Inspired by their work, we tested whether stacking the predicted domain‐specific scores would improve the prediction of the global psychometric score compared to predictions derived directly from functional connectivity. Each domain‐specific score was predicted from resting‐state functional connectivity using the same prediction pipeline described above. The predicted domain‐specific scores were then used as input for a linear regression model to predict participants' global psychometric scores. We performed this analysis with each of the prediction models; i.e., each model was used to generate predictions of the domain‐specific scores, which were stacked to predict the global score. The performance of the stacking model was then compared to that of the original model predicting the global score directly from functional connectivity. Statistical significance of the difference in performance was assessed using a two‐sided paired‐samples permutation test (see comparison of model performance). p‐values were FDR‐corrected for the number of models tested.

While the stacking strategy allows leveraging meaningful information from the predicted scores, it may also sum prediction errors. To assess this, we examined the association between the accuracy of the stacking model and that of the domain‐specific models. Specifically, we calculated the prediction error for each participant (i.e., the absolute difference between the actual and predicted score) for both the stacking model and each domain‐specific model. We then computed the Pearson's correlation coefficient between the stacking model's prediction errors and those of each domain‐specific model. Positive correlations would suggest that the performance of the stacking model depends on the accuracy of the intermediate predictions, indicating that it may inherit not only signal, but also bias from these predictions.

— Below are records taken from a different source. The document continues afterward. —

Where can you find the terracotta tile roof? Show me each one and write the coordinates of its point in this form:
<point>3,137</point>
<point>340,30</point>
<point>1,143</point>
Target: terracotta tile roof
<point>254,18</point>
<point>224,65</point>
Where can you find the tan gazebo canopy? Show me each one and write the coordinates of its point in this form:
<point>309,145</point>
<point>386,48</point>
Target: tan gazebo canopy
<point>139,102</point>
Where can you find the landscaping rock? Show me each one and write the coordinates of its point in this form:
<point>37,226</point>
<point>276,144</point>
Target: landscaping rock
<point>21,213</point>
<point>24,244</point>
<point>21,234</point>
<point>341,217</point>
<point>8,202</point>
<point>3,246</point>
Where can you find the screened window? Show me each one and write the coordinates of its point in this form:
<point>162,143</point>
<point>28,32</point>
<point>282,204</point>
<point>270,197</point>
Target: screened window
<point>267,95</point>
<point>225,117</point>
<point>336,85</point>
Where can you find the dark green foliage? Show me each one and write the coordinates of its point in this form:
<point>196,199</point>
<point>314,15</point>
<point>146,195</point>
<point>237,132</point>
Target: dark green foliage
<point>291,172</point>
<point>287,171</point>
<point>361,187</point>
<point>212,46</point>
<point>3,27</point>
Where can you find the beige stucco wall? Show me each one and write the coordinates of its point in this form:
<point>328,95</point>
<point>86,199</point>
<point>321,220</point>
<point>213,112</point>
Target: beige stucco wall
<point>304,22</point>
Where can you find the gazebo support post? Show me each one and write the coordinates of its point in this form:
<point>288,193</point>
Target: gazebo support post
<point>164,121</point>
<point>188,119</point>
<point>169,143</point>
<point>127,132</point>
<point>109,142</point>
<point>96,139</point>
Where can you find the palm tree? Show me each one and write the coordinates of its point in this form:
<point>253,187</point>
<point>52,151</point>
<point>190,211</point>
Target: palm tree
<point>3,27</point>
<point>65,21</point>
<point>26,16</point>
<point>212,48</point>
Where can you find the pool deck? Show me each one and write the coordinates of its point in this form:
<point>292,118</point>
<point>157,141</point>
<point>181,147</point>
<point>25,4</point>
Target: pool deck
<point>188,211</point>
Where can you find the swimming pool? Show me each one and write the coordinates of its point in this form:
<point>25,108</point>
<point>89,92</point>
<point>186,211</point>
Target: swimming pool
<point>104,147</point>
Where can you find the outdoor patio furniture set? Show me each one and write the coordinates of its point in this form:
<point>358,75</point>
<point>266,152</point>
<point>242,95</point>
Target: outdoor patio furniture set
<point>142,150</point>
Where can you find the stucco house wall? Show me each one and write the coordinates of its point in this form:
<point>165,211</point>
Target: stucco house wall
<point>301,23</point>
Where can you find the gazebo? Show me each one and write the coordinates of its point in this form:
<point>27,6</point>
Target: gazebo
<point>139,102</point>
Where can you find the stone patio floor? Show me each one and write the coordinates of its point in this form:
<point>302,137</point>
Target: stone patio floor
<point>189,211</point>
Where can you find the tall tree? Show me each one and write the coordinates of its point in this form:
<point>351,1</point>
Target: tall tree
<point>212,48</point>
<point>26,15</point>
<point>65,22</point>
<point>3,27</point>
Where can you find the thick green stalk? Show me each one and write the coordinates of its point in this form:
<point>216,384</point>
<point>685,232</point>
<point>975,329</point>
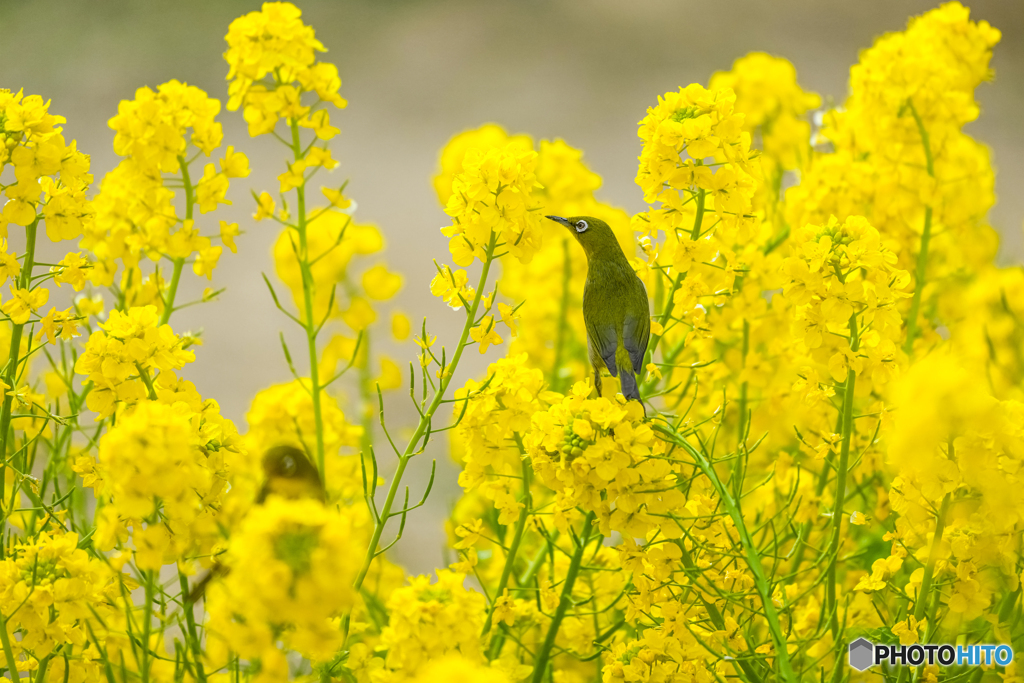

2.5.11. Examining Covariates' Impact on Prediction Accuracy

We aimed to ensure that connectivity‐based predictions captured variance in cognitive scores beyond that explained by demographic variables. Specifically, we controlled for participants' sex, age at the time of the exam, and the time difference between the imaging session and the exam. To do so, we regressed out each covariate from the target scores prior to prediction and re‐ran the prediction pipeline using these adjusted scores. Sex was dummy coded for this analysis. Importantly, to prevent data leakage, this procedure was performed within each cross‐validation fold by fitting the regression model on the training data and applying it to the test data.

As a complementary analysis, we also examined whether prediction errors from the original models (i.e., without regressing out covariates) were associated with age at the time of the exam or with the time difference between the imaging session and the exam. Prediction error was defined as the absolute difference between actual and predicted scores for each participant. We then computed Pearson's correlation coefficients between these error values and each covariate. p‐values were FDR‐corrected for 32 comparisons (two covariates × four target scores × four prediction models).

3. Results

3.1. Psychometric Entrance Test Scores

All participants reported their global psychometric scores as well as their quantitative reasoning, verbal reasoning, and foreign language scores. The mean and standard deviation of each score are presented in Table 1 (see Figure S1 for the distribution of each score). For reference, we have included the mean and standard deviation of Israel's general population between the years 2014–2023, as reported by Israel's National Institute for Testing and Evaluation.

TABLE 1.

Mean and Standard Deviation of Psychometric Scores.

Score Our sample General population
Global 686.51 (60.02) 548.27 (108.15)
Quantitative reasoning 132.01 (14.79) 110.00 (21.03)
Verbal reasoning 131.67 (12.22) 107.34 (20.46)
Foreign language 136.45 (14.60) 107.52 (24.42)

Note: Mean and standard deviation of global psychometric scores as well as the quantitative reasoning, verbal reasoning and foreign language scores in our study sample and Israel's general population between the years 2014–2023.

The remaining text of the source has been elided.